If you ever happen to get a close look at the way I sign my paintings, you'll see more there than just my name.
The "Mark Junge" is followed by the date of creation -- nowadays without the copyright symbol. (I do put copyright notices on jpegs of paintings I post on the Internet as a way of discouraging lowdown slime from downloading and using my work without paying me for it).
I also include the Latin phrase, Ad Majorem Dei Gloriam. The translation: "To the greater glory of God." Catholic readers will recognize it as the motto of the Jesuits.
I heard many years ago that J.S.Bach used to write the initials "AMDG" on his manuscripts. That sounded like a good idea to me, and it seemed appropriate, not only in terms of my beliefs but in keeping with the 19th century American Hudson River School painters' philosophy where landscape painting was the ultimate expression of your reverence for God.

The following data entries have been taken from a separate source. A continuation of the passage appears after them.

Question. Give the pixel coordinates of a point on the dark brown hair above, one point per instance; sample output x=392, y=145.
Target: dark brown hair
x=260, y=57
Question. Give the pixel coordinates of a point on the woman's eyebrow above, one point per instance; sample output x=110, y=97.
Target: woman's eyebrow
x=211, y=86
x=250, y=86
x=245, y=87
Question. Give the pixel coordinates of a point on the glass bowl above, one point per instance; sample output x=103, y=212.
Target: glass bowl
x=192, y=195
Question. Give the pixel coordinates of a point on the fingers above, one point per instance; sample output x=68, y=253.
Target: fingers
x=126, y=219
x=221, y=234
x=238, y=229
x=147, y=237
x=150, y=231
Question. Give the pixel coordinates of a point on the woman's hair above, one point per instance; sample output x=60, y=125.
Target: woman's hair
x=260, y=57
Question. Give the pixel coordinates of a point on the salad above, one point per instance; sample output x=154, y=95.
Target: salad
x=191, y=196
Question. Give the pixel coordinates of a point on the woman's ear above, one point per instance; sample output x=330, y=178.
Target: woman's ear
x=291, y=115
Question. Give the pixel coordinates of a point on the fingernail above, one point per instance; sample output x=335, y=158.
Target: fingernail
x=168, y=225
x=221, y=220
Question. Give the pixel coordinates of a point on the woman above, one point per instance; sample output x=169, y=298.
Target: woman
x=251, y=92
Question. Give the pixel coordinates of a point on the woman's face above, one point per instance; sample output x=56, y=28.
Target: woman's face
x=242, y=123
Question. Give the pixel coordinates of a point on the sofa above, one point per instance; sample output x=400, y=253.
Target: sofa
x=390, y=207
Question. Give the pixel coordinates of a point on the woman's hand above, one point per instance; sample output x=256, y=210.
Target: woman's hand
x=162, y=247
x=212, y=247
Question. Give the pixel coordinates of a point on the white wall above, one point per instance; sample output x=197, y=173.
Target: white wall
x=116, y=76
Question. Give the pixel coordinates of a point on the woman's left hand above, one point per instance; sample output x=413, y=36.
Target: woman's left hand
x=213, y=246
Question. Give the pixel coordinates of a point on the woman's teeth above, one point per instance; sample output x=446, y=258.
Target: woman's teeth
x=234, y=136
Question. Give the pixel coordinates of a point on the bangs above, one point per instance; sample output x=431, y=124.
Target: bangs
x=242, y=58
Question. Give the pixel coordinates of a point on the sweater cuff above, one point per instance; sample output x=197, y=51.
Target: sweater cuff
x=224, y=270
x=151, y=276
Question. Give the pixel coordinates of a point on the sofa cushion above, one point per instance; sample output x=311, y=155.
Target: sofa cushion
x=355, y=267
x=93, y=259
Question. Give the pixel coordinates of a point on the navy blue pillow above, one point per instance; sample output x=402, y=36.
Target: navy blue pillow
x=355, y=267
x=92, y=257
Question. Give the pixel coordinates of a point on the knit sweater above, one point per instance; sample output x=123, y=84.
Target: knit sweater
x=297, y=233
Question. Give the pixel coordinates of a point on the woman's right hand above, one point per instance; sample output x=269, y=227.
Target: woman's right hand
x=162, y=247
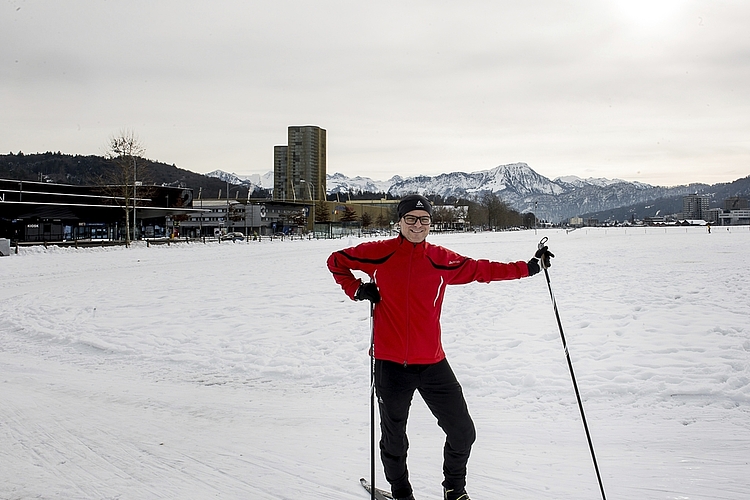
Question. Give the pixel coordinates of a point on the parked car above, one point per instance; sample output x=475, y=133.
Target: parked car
x=235, y=236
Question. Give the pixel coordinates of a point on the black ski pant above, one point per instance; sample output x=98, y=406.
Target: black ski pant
x=395, y=385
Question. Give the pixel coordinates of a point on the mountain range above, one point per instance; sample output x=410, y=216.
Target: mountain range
x=516, y=184
x=525, y=190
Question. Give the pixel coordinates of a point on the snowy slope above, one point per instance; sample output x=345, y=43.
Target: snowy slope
x=241, y=371
x=264, y=181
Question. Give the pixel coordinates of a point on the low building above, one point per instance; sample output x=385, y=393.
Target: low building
x=735, y=218
x=50, y=212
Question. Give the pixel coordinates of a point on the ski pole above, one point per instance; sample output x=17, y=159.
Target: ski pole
x=372, y=402
x=570, y=367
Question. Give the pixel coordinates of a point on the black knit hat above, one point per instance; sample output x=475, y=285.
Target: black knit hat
x=413, y=202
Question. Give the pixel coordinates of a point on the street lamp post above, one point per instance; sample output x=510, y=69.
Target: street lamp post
x=135, y=183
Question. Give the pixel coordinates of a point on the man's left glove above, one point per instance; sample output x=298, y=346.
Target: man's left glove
x=542, y=256
x=368, y=291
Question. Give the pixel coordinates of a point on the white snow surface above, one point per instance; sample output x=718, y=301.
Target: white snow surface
x=241, y=371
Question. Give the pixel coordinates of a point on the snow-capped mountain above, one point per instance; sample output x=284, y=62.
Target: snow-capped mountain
x=339, y=183
x=516, y=184
x=264, y=181
x=523, y=189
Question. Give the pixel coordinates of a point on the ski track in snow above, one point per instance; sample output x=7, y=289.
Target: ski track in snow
x=241, y=370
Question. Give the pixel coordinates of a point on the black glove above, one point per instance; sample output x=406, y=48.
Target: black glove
x=544, y=255
x=368, y=291
x=533, y=265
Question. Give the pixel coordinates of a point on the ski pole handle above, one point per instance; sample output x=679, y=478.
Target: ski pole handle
x=542, y=242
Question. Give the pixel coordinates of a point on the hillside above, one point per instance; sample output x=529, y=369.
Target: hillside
x=89, y=170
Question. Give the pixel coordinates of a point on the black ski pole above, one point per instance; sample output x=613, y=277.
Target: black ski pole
x=572, y=375
x=372, y=402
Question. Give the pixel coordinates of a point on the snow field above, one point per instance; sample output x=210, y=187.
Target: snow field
x=241, y=370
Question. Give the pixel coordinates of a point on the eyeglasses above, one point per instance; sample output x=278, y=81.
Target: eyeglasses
x=426, y=220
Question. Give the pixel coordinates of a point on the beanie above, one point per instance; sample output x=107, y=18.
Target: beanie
x=413, y=202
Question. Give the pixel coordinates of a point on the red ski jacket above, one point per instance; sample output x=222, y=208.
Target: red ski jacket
x=412, y=279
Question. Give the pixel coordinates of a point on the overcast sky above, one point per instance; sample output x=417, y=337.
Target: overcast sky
x=656, y=91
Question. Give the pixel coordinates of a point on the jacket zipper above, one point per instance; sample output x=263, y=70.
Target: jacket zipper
x=408, y=305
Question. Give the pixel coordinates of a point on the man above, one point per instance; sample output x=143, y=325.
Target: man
x=408, y=280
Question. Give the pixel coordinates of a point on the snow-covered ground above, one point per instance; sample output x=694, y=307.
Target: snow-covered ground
x=241, y=371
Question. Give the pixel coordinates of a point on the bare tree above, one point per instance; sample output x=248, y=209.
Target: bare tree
x=125, y=149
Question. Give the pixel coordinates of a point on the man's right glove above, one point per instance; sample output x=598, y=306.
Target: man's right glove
x=368, y=291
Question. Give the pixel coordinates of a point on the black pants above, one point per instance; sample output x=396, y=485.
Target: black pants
x=395, y=385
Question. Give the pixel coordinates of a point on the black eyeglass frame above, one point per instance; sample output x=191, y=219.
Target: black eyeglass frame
x=425, y=220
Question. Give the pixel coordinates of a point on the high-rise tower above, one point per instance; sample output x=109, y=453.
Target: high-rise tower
x=302, y=177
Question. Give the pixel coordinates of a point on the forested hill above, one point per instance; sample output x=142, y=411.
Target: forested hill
x=92, y=170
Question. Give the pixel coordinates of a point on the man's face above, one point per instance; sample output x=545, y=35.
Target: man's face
x=417, y=232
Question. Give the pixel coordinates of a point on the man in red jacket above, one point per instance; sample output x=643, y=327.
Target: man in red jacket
x=408, y=280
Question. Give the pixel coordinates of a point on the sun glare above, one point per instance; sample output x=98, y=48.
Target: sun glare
x=648, y=13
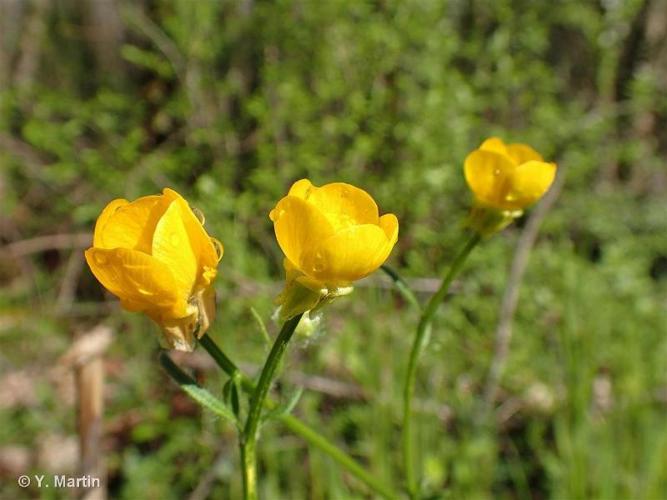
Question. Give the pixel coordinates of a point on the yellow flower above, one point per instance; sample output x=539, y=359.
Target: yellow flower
x=507, y=177
x=331, y=236
x=154, y=254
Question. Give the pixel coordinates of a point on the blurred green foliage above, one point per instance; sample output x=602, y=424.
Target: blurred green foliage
x=230, y=102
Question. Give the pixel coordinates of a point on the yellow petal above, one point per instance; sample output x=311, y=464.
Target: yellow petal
x=521, y=153
x=389, y=224
x=171, y=246
x=348, y=255
x=142, y=282
x=495, y=145
x=202, y=246
x=301, y=188
x=298, y=226
x=530, y=181
x=343, y=204
x=488, y=175
x=129, y=225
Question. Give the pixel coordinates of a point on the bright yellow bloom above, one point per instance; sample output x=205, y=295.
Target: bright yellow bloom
x=507, y=177
x=331, y=236
x=154, y=254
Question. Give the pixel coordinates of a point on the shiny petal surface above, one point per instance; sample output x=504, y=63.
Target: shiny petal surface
x=348, y=255
x=172, y=247
x=343, y=204
x=202, y=246
x=495, y=145
x=139, y=280
x=129, y=225
x=298, y=226
x=521, y=153
x=530, y=181
x=488, y=175
x=389, y=224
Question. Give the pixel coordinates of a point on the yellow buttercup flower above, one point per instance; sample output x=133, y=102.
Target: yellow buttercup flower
x=154, y=254
x=331, y=236
x=507, y=176
x=505, y=179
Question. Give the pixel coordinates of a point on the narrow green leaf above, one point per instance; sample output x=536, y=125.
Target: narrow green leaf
x=195, y=391
x=287, y=407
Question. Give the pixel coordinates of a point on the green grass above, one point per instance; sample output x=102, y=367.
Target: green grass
x=390, y=96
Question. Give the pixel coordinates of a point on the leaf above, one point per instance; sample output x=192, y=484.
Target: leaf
x=230, y=392
x=195, y=391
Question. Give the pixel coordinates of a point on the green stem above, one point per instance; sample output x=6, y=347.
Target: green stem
x=249, y=437
x=422, y=337
x=218, y=356
x=298, y=427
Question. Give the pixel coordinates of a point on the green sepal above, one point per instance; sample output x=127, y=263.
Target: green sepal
x=297, y=298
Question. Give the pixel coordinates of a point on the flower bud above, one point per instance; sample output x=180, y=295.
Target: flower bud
x=154, y=254
x=505, y=179
x=331, y=236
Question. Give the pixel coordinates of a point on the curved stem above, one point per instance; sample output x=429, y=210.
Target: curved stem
x=422, y=337
x=298, y=427
x=249, y=437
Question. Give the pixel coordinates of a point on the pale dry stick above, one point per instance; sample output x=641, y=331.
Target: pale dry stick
x=86, y=358
x=511, y=295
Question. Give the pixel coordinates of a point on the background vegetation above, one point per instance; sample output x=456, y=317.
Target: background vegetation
x=231, y=101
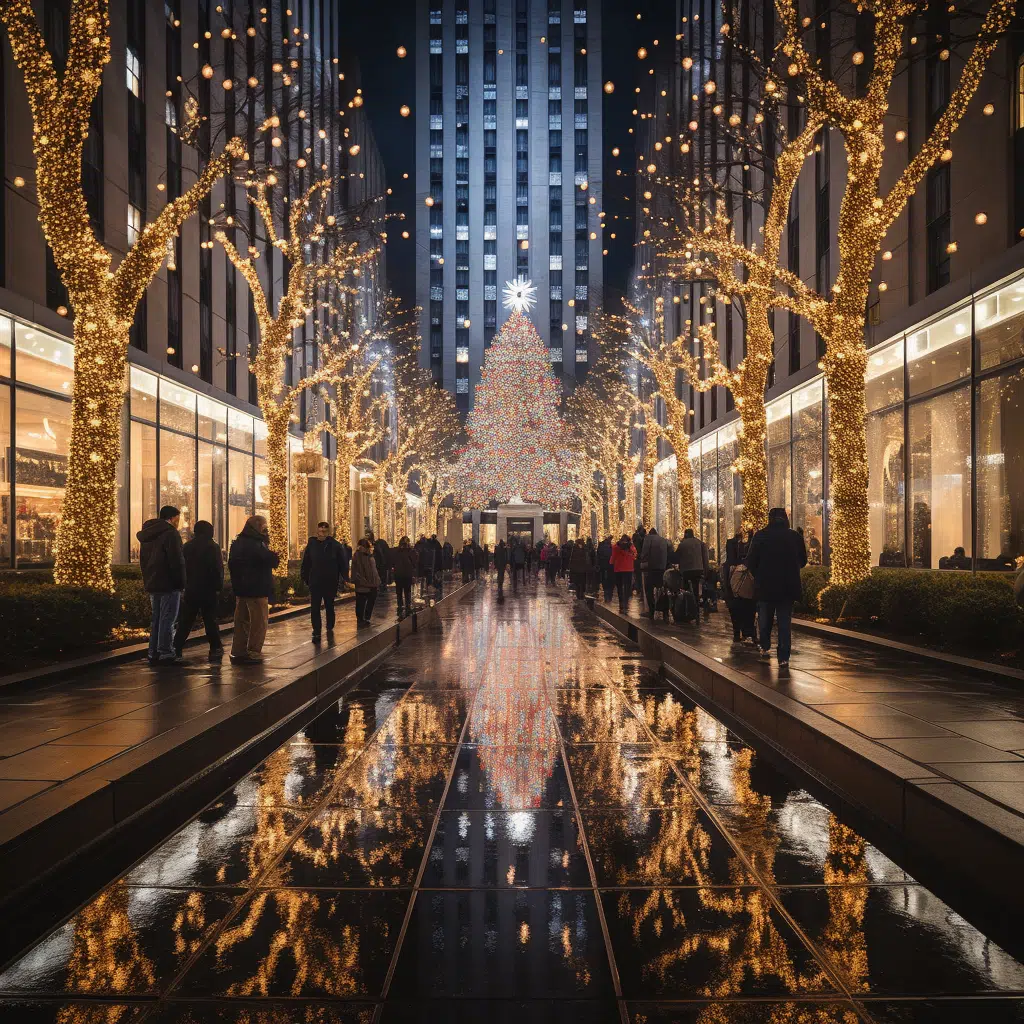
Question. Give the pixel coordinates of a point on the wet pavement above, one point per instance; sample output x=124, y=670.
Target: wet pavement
x=516, y=818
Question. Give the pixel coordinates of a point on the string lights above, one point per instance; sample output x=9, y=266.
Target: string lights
x=104, y=300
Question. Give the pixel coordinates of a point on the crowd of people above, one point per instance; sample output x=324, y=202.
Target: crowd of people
x=759, y=578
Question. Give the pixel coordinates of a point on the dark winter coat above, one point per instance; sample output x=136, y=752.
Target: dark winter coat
x=579, y=558
x=322, y=563
x=204, y=569
x=776, y=556
x=403, y=562
x=365, y=576
x=161, y=557
x=252, y=563
x=501, y=556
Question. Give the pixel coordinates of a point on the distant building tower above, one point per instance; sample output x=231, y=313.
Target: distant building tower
x=508, y=177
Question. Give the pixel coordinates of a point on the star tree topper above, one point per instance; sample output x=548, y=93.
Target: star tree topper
x=519, y=296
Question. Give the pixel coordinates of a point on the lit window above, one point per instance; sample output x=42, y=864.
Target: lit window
x=134, y=223
x=134, y=70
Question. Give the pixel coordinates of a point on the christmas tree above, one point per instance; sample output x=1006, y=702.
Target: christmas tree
x=518, y=445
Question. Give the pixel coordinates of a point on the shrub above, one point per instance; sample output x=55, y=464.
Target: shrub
x=956, y=608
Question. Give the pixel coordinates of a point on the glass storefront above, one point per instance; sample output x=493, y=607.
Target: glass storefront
x=945, y=446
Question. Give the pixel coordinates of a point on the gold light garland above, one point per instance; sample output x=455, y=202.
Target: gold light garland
x=104, y=300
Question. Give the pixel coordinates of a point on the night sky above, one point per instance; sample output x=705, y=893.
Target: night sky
x=377, y=32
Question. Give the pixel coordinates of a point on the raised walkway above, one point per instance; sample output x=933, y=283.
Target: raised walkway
x=934, y=751
x=82, y=757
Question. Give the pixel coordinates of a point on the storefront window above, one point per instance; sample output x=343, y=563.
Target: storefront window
x=886, y=487
x=213, y=488
x=940, y=352
x=142, y=394
x=240, y=430
x=998, y=325
x=142, y=481
x=212, y=420
x=1000, y=471
x=779, y=465
x=44, y=359
x=240, y=492
x=885, y=376
x=709, y=492
x=177, y=408
x=940, y=481
x=42, y=428
x=5, y=474
x=5, y=329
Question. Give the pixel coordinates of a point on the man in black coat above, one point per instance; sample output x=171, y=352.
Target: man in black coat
x=204, y=581
x=322, y=569
x=251, y=563
x=163, y=563
x=776, y=556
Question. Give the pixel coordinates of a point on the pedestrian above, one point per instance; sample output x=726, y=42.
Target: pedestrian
x=346, y=560
x=691, y=557
x=653, y=561
x=604, y=567
x=404, y=564
x=580, y=565
x=639, y=536
x=501, y=563
x=367, y=580
x=738, y=588
x=204, y=581
x=321, y=570
x=251, y=563
x=382, y=556
x=163, y=563
x=775, y=558
x=624, y=555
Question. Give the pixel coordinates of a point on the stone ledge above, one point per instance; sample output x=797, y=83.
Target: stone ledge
x=954, y=828
x=43, y=834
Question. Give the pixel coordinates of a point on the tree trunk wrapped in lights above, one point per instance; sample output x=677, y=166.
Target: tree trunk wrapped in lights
x=103, y=300
x=306, y=229
x=715, y=252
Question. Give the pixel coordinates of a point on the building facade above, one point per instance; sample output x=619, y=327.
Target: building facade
x=509, y=165
x=193, y=435
x=945, y=332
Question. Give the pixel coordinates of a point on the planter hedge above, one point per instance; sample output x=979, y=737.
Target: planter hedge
x=947, y=608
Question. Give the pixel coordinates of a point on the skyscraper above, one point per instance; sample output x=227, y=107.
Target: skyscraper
x=508, y=167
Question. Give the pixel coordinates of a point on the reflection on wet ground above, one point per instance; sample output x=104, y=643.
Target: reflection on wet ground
x=516, y=818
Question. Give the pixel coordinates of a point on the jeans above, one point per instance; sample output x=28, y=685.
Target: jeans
x=365, y=602
x=251, y=617
x=782, y=612
x=316, y=596
x=624, y=584
x=403, y=588
x=187, y=614
x=165, y=611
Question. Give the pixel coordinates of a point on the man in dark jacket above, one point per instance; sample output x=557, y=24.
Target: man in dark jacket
x=322, y=563
x=776, y=556
x=501, y=563
x=163, y=563
x=251, y=563
x=204, y=581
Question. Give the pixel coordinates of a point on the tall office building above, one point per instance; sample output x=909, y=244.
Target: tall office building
x=509, y=154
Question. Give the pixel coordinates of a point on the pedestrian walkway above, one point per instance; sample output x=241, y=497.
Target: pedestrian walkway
x=516, y=818
x=963, y=728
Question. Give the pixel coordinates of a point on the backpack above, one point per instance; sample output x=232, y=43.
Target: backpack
x=685, y=607
x=741, y=582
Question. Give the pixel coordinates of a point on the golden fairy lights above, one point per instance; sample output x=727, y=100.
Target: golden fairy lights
x=104, y=300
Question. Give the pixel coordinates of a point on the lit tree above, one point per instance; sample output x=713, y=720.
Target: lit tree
x=518, y=445
x=103, y=298
x=323, y=250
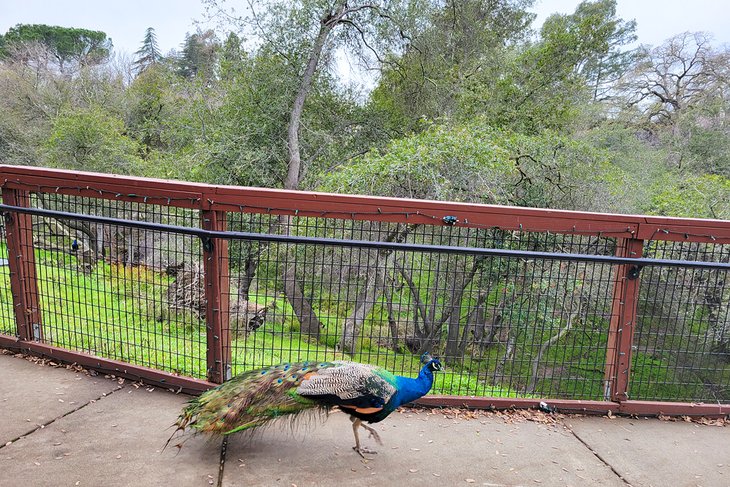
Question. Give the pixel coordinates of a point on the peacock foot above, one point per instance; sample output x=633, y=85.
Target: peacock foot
x=364, y=450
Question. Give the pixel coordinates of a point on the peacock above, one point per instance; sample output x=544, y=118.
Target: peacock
x=257, y=397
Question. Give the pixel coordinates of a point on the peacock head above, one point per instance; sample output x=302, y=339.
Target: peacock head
x=432, y=363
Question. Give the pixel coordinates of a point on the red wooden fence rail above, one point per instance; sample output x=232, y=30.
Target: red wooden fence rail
x=215, y=201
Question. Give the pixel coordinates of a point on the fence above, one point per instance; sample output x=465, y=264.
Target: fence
x=184, y=284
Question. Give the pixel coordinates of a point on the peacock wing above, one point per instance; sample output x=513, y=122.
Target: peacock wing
x=365, y=388
x=253, y=398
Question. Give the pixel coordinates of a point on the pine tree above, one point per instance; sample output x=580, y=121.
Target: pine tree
x=149, y=53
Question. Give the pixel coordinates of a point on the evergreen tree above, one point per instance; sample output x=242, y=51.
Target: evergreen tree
x=149, y=54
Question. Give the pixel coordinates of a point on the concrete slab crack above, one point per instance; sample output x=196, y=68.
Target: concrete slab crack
x=598, y=455
x=222, y=462
x=47, y=423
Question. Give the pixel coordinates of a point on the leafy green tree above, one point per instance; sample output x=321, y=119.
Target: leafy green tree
x=682, y=73
x=550, y=83
x=91, y=140
x=66, y=44
x=706, y=196
x=455, y=42
x=476, y=163
x=149, y=54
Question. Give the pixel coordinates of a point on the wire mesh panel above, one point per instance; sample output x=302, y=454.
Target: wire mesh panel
x=7, y=317
x=118, y=292
x=548, y=312
x=504, y=326
x=682, y=342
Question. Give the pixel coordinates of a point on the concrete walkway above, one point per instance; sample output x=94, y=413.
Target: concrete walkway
x=60, y=427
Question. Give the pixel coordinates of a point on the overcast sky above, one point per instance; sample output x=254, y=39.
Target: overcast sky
x=125, y=21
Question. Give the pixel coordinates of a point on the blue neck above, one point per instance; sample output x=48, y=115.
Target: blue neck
x=411, y=389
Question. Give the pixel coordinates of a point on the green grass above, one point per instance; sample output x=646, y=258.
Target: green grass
x=121, y=313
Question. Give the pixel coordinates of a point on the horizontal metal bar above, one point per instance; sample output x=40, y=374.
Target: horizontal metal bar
x=290, y=239
x=189, y=385
x=570, y=406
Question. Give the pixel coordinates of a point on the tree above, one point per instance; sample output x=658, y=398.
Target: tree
x=680, y=74
x=149, y=54
x=66, y=44
x=550, y=83
x=92, y=140
x=455, y=42
x=199, y=55
x=596, y=38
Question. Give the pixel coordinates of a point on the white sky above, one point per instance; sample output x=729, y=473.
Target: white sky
x=125, y=21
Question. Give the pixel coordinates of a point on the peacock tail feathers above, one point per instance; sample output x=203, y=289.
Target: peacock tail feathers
x=256, y=398
x=251, y=399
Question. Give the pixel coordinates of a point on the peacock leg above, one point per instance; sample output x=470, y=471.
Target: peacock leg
x=356, y=423
x=373, y=434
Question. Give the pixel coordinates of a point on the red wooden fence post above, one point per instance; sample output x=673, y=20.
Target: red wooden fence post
x=217, y=287
x=623, y=322
x=21, y=261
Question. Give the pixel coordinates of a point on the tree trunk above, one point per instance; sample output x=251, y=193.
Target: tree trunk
x=302, y=308
x=310, y=324
x=295, y=118
x=373, y=289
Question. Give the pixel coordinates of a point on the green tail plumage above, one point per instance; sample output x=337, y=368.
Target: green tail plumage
x=250, y=400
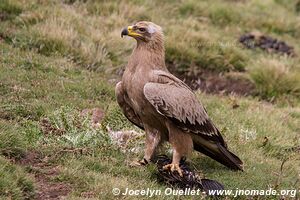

So--I started printing "AMDG" on my paintings, then eventually spelled it out as long as the painting was large enough to accomodate it.
Finally, I sometimes include designs based on Anasazi petroglyphs of desert bighorn sheep. I used to stick these on any large rocks that might appear in the immediate foreground, but lately I've just been adding them to the signature.
Maybe someday I'll simplify the entire signature process, and I often do on paintings that might be classified "modern." But most of what I do is traditional with a surreal twist, and somehow all of the above symbols seem to work as a sign unto you.